A gota de água foi quando vi a enfermeira Ana Rita a sair do carro dele à porta do centro de saúde. Ela tinha vinte e oito anos. Era bonita, cheia de vida, com aquele jeito doce de falar com toda a gente. Senti-me velha e ridícula ao lado dela.
— Diz-me só uma coisa — pedi-lhe nesse pequeno-almoço gelado — Tu amas essa rapariga?
O Joaquim hesitou. Olhou para mim como se eu fosse uma estranha.
— Não sei… — murmurou ele. — Foi um erro. Um erro grande.
— Um erro? — ri-me, amarga. — Um erro que vai nascer daqui a uns meses e chamar-te pai!
Levantei-me da mesa sem saber para onde ir. Fui até ao quarto dos fundos, onde guardávamos as fotografias antigas. Sentei-me no chão frio e comecei a folhear os álbuns: o nosso casamento na igreja da aldeia, os batizados dos nossos filhos, as férias em Vila Praia de Âncora quando ainda éramos jovens e felizes.
O Rui ligou-me nessa tarde.
— Mãe?
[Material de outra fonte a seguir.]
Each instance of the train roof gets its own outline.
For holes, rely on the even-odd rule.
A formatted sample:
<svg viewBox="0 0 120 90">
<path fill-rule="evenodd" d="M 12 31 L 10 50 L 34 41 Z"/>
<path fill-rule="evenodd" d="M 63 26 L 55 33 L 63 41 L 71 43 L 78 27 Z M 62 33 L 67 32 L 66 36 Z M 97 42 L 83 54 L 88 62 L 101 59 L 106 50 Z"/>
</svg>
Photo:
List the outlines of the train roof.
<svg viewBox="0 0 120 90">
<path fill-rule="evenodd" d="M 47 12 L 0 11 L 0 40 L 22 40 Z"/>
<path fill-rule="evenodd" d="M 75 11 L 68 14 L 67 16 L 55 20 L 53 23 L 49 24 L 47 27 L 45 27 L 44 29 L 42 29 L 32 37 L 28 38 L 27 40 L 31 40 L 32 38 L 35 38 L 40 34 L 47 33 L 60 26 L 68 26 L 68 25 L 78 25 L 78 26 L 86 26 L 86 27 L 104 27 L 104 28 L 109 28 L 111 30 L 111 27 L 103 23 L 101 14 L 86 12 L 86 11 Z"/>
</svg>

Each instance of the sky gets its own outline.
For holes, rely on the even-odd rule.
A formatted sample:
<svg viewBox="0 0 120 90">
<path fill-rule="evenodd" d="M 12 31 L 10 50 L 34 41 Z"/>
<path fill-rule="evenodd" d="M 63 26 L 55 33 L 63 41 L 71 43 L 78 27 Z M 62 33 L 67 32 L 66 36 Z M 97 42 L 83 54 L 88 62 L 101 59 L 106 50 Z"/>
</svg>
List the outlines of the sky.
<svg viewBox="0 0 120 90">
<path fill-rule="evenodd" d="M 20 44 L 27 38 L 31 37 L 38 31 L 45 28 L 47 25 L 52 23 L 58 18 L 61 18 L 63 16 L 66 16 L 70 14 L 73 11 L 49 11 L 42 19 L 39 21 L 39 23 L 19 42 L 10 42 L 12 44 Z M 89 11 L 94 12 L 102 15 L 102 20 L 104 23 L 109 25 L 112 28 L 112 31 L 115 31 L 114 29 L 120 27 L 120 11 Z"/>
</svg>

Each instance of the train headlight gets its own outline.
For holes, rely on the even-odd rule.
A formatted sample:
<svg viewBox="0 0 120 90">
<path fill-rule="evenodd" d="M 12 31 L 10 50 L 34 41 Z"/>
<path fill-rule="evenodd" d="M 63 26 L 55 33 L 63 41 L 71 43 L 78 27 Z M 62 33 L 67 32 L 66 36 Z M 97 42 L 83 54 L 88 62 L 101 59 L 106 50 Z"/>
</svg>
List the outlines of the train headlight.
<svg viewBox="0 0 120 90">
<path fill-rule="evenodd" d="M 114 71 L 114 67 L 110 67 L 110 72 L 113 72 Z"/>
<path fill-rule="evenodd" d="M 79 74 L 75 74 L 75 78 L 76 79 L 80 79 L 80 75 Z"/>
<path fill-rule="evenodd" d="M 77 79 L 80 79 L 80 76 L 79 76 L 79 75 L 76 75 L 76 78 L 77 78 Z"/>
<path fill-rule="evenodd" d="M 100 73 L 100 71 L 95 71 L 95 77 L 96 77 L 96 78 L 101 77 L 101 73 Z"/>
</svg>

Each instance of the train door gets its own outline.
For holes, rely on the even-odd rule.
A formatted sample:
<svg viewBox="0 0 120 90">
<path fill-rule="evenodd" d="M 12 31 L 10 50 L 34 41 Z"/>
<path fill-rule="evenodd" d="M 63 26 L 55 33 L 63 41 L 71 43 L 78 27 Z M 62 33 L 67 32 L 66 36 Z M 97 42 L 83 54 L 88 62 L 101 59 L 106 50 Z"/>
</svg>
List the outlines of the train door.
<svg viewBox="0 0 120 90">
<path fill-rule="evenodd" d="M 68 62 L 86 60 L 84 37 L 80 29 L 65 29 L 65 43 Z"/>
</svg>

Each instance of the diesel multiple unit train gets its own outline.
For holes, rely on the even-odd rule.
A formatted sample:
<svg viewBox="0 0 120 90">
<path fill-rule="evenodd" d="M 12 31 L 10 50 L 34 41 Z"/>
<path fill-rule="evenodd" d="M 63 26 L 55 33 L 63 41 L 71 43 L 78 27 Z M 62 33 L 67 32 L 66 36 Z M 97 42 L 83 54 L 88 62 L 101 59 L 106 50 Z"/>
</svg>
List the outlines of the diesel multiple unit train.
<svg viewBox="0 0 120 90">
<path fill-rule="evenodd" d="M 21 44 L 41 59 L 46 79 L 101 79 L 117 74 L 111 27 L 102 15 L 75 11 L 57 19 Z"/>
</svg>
Está tudo bem? — perguntou ele, sempre atento ao tom da minha voz.
— Está… está tudo bem — menti.
Mas não estava nada bem. Como é que se conta aos filhos adultos que o pai deles vai ter outro filho? Que o avô dos seus filhos vai ser pai outra vez?
No domingo seguinte, reuni coragem para contar à Filipa. Ela veio cá a casa com o marido e os miúdos.
— Mãe, estás tão calada… — disse ela enquanto ajudava a pôr a mesa.
— Filipa… preciso de te contar uma coisa — comecei, sentindo o coração aos pulos no peito.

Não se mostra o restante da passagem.